Sahabat Alam Malaysia (SAM) urges all state governments to take immediate measures  to gazette all  Permanent Reserved Forests that have been identified as water catchment areas in the country in line with the decision by the National Land Council.

This call is to avoid damaging activities such as deforestation and other encroachment, upstream of the water catchment areas as it would be detrimental to the forests and water supply to reservoirs. The National Land Council had set a policy that all Permanent Reserved Forests identified as water catchments are not compromised by activities that may damage the forest ecosystem and main source of water in the country.

The National Forestry Council’s 22nd meeting that took place in 2009, had discussed and agreed that State Governments adopt the Water Catchment Forest Rules to coordinate the management and control of water catchment forests within the Permanent Reserved Forests.

SAM is of the view that it is time for all states to implement what was agreed upon. States must adopt the Rules and gazette all water catchment areas to confront issues related to development in the Permanent Reserved Forests as executed by Perak.

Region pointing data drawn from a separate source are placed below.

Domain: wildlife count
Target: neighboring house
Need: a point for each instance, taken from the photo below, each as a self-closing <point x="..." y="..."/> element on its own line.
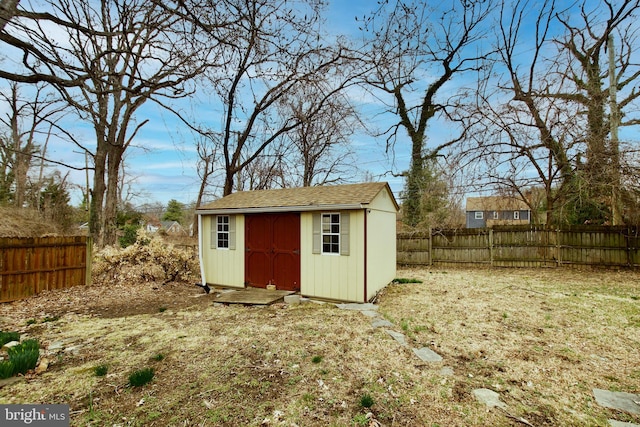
<point x="496" y="210"/>
<point x="333" y="242"/>
<point x="173" y="228"/>
<point x="170" y="227"/>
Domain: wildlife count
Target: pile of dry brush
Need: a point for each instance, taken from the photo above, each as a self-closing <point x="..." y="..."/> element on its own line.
<point x="148" y="260"/>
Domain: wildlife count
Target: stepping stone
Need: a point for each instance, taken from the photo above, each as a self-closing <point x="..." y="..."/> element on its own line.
<point x="446" y="371"/>
<point x="489" y="398"/>
<point x="427" y="355"/>
<point x="626" y="402"/>
<point x="9" y="345"/>
<point x="358" y="307"/>
<point x="55" y="346"/>
<point x="615" y="423"/>
<point x="292" y="299"/>
<point x="382" y="323"/>
<point x="397" y="336"/>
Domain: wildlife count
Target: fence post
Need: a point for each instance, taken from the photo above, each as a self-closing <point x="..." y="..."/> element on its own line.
<point x="430" y="246"/>
<point x="558" y="249"/>
<point x="88" y="261"/>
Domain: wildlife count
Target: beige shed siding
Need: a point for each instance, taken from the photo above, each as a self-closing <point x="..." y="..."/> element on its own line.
<point x="339" y="277"/>
<point x="381" y="244"/>
<point x="223" y="267"/>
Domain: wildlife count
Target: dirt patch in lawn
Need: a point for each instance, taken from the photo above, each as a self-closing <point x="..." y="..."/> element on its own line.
<point x="542" y="339"/>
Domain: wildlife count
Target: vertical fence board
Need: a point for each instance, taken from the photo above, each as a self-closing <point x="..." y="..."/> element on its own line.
<point x="31" y="265"/>
<point x="523" y="246"/>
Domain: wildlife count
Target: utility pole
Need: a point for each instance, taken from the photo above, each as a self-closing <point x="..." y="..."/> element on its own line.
<point x="614" y="122"/>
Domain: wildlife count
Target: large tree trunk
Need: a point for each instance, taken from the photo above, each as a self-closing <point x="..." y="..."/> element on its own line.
<point x="110" y="226"/>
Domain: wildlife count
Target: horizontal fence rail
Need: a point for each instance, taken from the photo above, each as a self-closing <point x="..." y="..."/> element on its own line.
<point x="29" y="266"/>
<point x="522" y="246"/>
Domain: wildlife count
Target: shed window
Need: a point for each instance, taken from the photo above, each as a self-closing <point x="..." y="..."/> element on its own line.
<point x="223" y="232"/>
<point x="331" y="233"/>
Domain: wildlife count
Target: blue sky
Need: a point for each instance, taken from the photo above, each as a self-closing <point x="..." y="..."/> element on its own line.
<point x="162" y="163"/>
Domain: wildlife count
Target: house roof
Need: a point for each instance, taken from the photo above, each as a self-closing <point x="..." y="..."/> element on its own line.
<point x="495" y="203"/>
<point x="349" y="196"/>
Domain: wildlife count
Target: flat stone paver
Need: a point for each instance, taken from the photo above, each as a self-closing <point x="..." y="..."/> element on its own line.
<point x="615" y="423"/>
<point x="381" y="323"/>
<point x="358" y="306"/>
<point x="446" y="371"/>
<point x="427" y="355"/>
<point x="489" y="398"/>
<point x="370" y="313"/>
<point x="397" y="336"/>
<point x="621" y="401"/>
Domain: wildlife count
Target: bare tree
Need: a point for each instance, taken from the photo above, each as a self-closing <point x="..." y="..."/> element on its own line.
<point x="274" y="50"/>
<point x="318" y="150"/>
<point x="534" y="127"/>
<point x="7" y="10"/>
<point x="586" y="73"/>
<point x="416" y="48"/>
<point x="107" y="59"/>
<point x="28" y="118"/>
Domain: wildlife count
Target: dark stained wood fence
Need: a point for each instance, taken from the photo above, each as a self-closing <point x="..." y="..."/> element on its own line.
<point x="522" y="246"/>
<point x="29" y="266"/>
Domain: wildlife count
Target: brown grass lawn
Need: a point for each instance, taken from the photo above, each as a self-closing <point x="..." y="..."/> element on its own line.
<point x="542" y="339"/>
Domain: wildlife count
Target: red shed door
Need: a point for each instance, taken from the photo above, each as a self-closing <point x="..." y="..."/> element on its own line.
<point x="272" y="255"/>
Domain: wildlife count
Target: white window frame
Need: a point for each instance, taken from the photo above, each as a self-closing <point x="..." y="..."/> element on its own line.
<point x="329" y="232"/>
<point x="222" y="229"/>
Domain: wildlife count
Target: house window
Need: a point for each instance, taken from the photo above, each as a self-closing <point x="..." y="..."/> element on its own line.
<point x="222" y="231"/>
<point x="330" y="233"/>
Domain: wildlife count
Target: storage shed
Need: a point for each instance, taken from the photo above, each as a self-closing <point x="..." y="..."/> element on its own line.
<point x="330" y="242"/>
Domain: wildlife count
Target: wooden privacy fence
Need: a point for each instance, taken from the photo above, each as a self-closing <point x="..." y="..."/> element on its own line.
<point x="522" y="246"/>
<point x="29" y="266"/>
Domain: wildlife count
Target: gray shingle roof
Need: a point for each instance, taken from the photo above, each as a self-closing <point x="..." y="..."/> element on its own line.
<point x="304" y="197"/>
<point x="495" y="203"/>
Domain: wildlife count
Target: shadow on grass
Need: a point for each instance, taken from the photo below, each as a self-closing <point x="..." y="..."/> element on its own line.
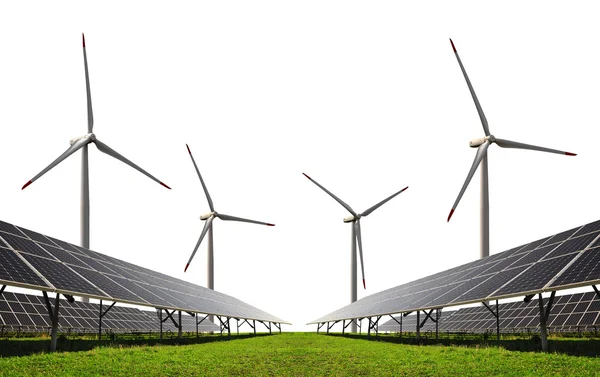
<point x="26" y="347"/>
<point x="572" y="347"/>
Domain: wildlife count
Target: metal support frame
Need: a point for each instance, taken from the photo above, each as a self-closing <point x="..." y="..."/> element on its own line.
<point x="319" y="325"/>
<point x="400" y="323"/>
<point x="160" y="321"/>
<point x="330" y="326"/>
<point x="180" y="326"/>
<point x="225" y="325"/>
<point x="253" y="325"/>
<point x="497" y="315"/>
<point x="427" y="316"/>
<point x="267" y="326"/>
<point x="544" y="315"/>
<point x="100" y="318"/>
<point x="199" y="322"/>
<point x="170" y="315"/>
<point x="373" y="325"/>
<point x="53" y="313"/>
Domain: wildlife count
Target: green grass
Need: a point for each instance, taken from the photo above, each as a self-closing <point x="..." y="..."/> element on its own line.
<point x="299" y="354"/>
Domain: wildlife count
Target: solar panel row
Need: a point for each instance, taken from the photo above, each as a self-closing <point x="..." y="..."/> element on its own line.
<point x="31" y="260"/>
<point x="565" y="260"/>
<point x="568" y="312"/>
<point x="30" y="312"/>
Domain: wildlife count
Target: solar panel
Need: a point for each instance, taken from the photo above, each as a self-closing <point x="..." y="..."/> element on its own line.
<point x="32" y="260"/>
<point x="565" y="259"/>
<point x="569" y="312"/>
<point x="27" y="312"/>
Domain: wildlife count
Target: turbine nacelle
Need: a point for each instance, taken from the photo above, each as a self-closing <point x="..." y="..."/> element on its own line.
<point x="475" y="143"/>
<point x="90" y="137"/>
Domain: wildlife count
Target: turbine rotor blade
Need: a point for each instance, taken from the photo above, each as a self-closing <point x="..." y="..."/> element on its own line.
<point x="359" y="240"/>
<point x="87" y="89"/>
<point x="72" y="149"/>
<point x="212" y="209"/>
<point x="207" y="226"/>
<point x="333" y="196"/>
<point x="239" y="219"/>
<point x="477" y="105"/>
<point x="481" y="151"/>
<point x="111" y="152"/>
<point x="513" y="144"/>
<point x="367" y="212"/>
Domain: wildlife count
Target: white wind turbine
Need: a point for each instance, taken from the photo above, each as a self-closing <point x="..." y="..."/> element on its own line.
<point x="209" y="217"/>
<point x="481" y="159"/>
<point x="354" y="218"/>
<point x="82" y="143"/>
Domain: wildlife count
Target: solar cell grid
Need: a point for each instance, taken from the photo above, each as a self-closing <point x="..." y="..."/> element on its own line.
<point x="575" y="244"/>
<point x="561" y="236"/>
<point x="64" y="245"/>
<point x="9" y="228"/>
<point x="13" y="269"/>
<point x="63" y="264"/>
<point x="108" y="286"/>
<point x="62" y="277"/>
<point x="10" y="319"/>
<point x="489" y="285"/>
<point x="89" y="253"/>
<point x="586" y="268"/>
<point x="35" y="236"/>
<point x="534" y="255"/>
<point x="533" y="245"/>
<point x="591" y="227"/>
<point x="588" y="319"/>
<point x="64" y="256"/>
<point x="99" y="266"/>
<point x="536" y="276"/>
<point x="24" y="319"/>
<point x="24" y="245"/>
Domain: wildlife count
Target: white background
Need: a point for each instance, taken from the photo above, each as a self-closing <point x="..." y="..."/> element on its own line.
<point x="365" y="97"/>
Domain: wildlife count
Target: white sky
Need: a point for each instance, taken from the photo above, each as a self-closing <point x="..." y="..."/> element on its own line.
<point x="365" y="97"/>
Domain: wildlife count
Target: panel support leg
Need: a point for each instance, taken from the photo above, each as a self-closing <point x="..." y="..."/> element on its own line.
<point x="160" y="321"/>
<point x="544" y="314"/>
<point x="418" y="323"/>
<point x="53" y="313"/>
<point x="179" y="328"/>
<point x="495" y="313"/>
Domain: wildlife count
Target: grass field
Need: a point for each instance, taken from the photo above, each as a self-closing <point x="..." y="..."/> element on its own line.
<point x="298" y="354"/>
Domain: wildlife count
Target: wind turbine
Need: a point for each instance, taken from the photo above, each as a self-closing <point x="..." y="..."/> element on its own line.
<point x="82" y="143"/>
<point x="209" y="217"/>
<point x="354" y="218"/>
<point x="482" y="145"/>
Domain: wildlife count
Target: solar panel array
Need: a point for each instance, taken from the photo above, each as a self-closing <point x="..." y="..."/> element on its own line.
<point x="31" y="260"/>
<point x="564" y="260"/>
<point x="29" y="312"/>
<point x="409" y="323"/>
<point x="579" y="311"/>
<point x="188" y="323"/>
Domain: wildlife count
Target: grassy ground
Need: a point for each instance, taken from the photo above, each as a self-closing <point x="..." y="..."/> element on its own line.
<point x="299" y="354"/>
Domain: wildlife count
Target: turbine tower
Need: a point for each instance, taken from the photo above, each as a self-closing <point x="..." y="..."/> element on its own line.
<point x="82" y="143"/>
<point x="482" y="145"/>
<point x="354" y="218"/>
<point x="209" y="217"/>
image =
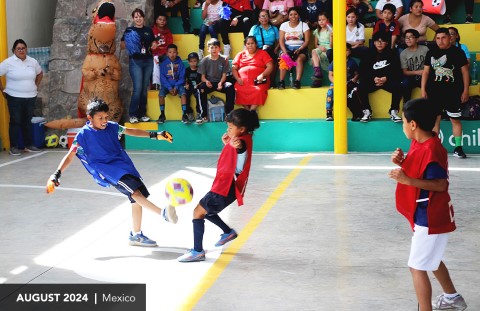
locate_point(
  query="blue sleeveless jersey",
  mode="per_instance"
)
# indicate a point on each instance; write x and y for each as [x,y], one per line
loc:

Issues relating to inconsistency in zoning the water catchments must be resolved soon. The State Government should play an important role to gazette areas that have been identified as water catchments to avoid conflicting zoning by the various state departments such as the Department of Forestry, Department of Water Supply, Water Regulatory bodies and the Town and Country Planning Department.

According to the 2008 Auditor General’s Report, there are many states that have yet to gazette water catchment areas that have been identified. These states are Kedah, Johor, Pahang, Sabah and Sarawak. The areas identified as water catchments are now vulnerable to encroachment and illegal logging due to the inaction of these states.

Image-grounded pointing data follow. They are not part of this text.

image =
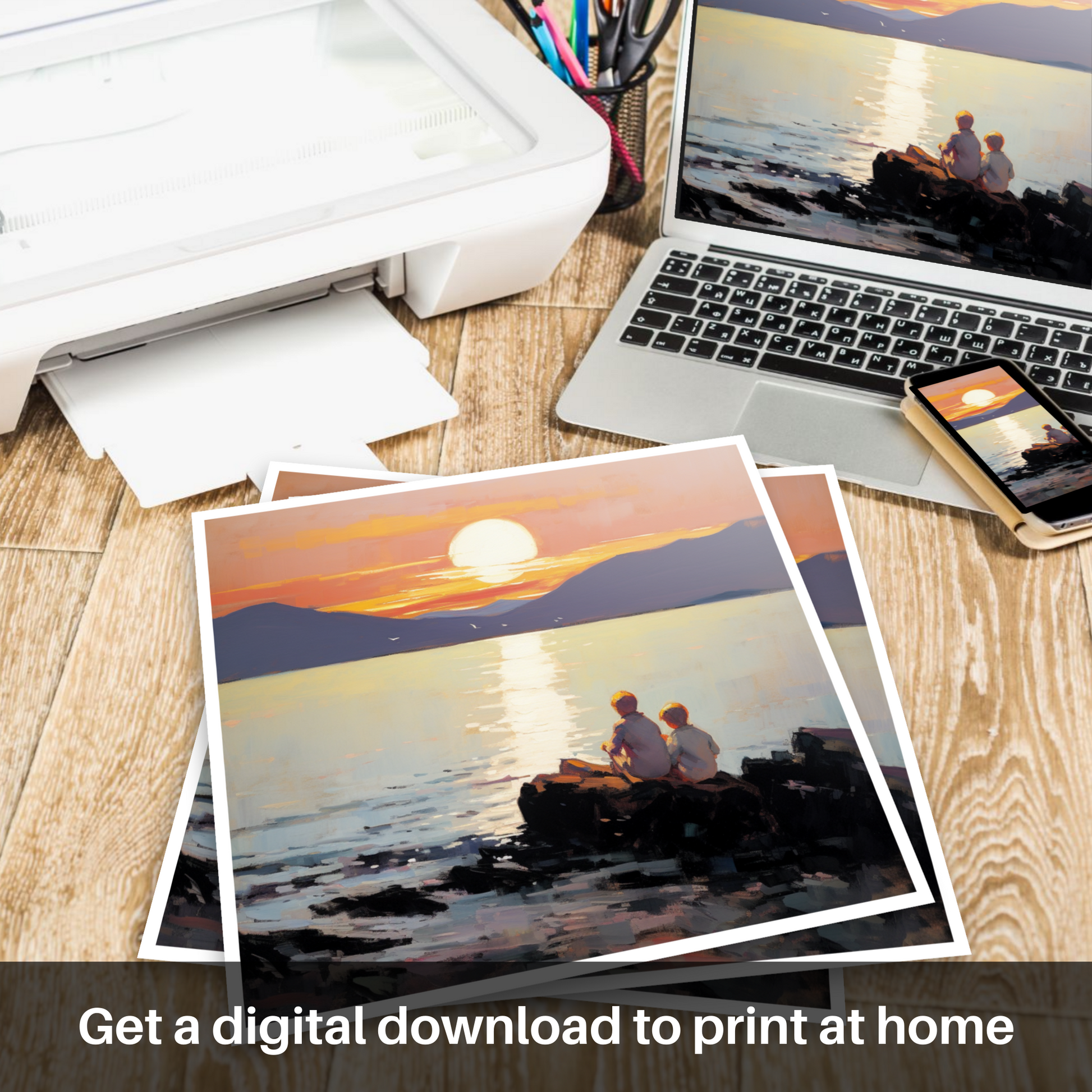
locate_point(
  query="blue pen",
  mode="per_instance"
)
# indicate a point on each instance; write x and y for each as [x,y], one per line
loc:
[548,49]
[580,18]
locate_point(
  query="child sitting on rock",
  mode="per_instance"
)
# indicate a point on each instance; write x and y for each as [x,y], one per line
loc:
[996,171]
[692,751]
[962,154]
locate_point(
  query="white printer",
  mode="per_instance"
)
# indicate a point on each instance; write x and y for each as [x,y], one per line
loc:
[175,174]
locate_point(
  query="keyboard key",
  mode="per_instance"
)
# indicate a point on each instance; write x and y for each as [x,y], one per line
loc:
[874,343]
[669,343]
[738,279]
[816,351]
[637,336]
[718,293]
[864,302]
[850,357]
[1040,354]
[1045,377]
[721,331]
[1063,340]
[666,302]
[743,299]
[686,325]
[998,327]
[733,354]
[942,354]
[1075,382]
[899,308]
[888,365]
[1034,334]
[1005,346]
[788,345]
[708,272]
[780,304]
[976,343]
[809,310]
[830,373]
[841,337]
[877,323]
[770,283]
[751,338]
[703,348]
[655,319]
[806,329]
[915,368]
[801,290]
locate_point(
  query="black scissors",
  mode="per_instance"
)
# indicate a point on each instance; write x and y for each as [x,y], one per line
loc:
[625,40]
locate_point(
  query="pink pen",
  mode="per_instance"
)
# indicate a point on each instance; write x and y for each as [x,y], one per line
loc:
[580,79]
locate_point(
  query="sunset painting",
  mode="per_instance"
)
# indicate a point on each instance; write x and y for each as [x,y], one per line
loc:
[953,131]
[1022,443]
[444,709]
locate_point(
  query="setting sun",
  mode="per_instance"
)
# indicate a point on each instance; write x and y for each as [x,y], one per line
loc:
[979,398]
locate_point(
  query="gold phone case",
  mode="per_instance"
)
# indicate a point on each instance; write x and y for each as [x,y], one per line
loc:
[980,482]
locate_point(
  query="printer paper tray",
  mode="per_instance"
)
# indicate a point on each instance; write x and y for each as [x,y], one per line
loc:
[315,383]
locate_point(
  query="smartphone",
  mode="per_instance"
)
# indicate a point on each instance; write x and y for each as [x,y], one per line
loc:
[1038,456]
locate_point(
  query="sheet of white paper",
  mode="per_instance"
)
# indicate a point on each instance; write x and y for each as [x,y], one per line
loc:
[315,383]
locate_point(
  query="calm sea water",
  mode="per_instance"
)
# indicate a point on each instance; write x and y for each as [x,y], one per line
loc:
[999,444]
[825,102]
[414,761]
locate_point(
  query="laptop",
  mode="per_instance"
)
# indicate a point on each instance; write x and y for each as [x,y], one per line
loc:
[856,194]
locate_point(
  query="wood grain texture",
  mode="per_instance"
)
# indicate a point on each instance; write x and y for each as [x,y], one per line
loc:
[992,652]
[83,848]
[42,598]
[513,364]
[52,495]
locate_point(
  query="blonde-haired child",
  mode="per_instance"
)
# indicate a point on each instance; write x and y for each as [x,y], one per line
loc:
[996,171]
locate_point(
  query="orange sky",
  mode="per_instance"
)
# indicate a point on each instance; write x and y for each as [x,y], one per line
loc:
[388,553]
[806,513]
[946,7]
[948,396]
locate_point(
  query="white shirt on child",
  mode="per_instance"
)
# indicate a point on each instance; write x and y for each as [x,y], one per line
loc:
[996,172]
[966,154]
[694,753]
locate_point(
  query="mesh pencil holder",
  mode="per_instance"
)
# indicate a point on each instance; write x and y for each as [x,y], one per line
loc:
[625,109]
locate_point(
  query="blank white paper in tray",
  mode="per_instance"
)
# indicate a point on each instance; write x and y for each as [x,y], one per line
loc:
[315,383]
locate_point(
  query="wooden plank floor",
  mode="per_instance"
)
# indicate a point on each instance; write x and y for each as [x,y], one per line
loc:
[100,682]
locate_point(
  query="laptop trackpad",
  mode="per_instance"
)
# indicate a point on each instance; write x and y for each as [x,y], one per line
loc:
[810,427]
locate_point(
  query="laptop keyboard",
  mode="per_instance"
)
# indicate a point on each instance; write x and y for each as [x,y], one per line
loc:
[861,336]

The recent encroachment at Sembrong Dam and Bekok Dam in Februari 2012 in Johor should serve as a lesson. The relevant authorities should pay serious attention to the water catchment areas. Periodic and frequent monitoring is needed to ensure this kind of encroachment does not happen again.  Stern action must be taken against the trespassers based on provisions set.

Although the policies outlined may be good but it is an utter loss if not accompanied with proactive measures. In addition, good management practices should also be emphasized to reduce risk and increase the capacity of a water catchment in terms of quality and the area covered. This involves land use planning, preventing pollution, protecting and conserving biological diversity and ensuring ecosystem balance.